COP: "When I saw you driving down the road, I guessed 55 at least." LADY: "You're wrong, officer, it's only my hat that makes me look that old.”
After a day fishing in the ocean a fisherman is walking from the pier carrying two lobsters in a bucket. He is approached by the Game Warden who asks him for his fishing license. The fisherman says to the warden, "I did not catch these lobsters, they are my pets. Everyday I come done to the water and whistle and these lobster jump out and I take them for a walk only to return them at the end of the day." The warden, not believing him, reminds him that it is illegal to fish without a license. The fisherman turns to the warden and says, "If you don't believe me then watch," as he throws the lobsters back into the water. The warden says, "Now whistle to your lobsters and show me that they will come out of the water." The fisherman turns to the warden and says, "What lobsters?"

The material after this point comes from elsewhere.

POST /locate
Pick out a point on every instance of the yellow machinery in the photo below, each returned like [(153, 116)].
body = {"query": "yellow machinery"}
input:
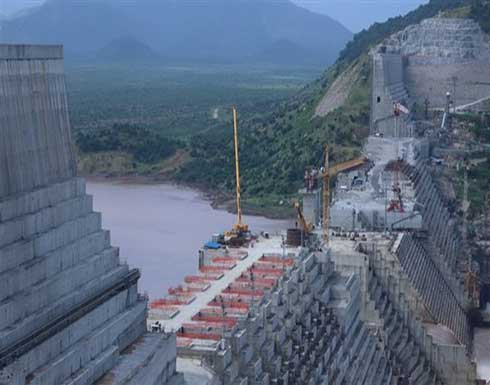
[(238, 227), (307, 227), (328, 173)]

This blonde cop stops a blonde driver and asks for identification. The blonde driver looks all around in her purse and can’t find her license. “I must have left it at home, officer.” “Well, do you have any kind of identification on you?” asks the cop. The blonde takes out a pocket mirror and says, “I do have this picture of me.” “Let me see it,” says the cop. She holds up the mirror and looks in it. Then she says, “Sorry. If I had known you were a police officer, I wouldn’t have stopped you."
How many white cops does it take to push a black man down a flight of stairs? None. He fell.
A young girl with a bag is crossing the customs. Customs officers check her bag and find some kind of powder. They ask the girl: "What kind of powder is that?" "Heroin" "But heroin is matte-white, and this powder is orange." "This is a kids' heroine – orange taste."
Police officer: "Can you identify yourself, sir?" Driver pulls out his mirror and says: "Yes, it's me."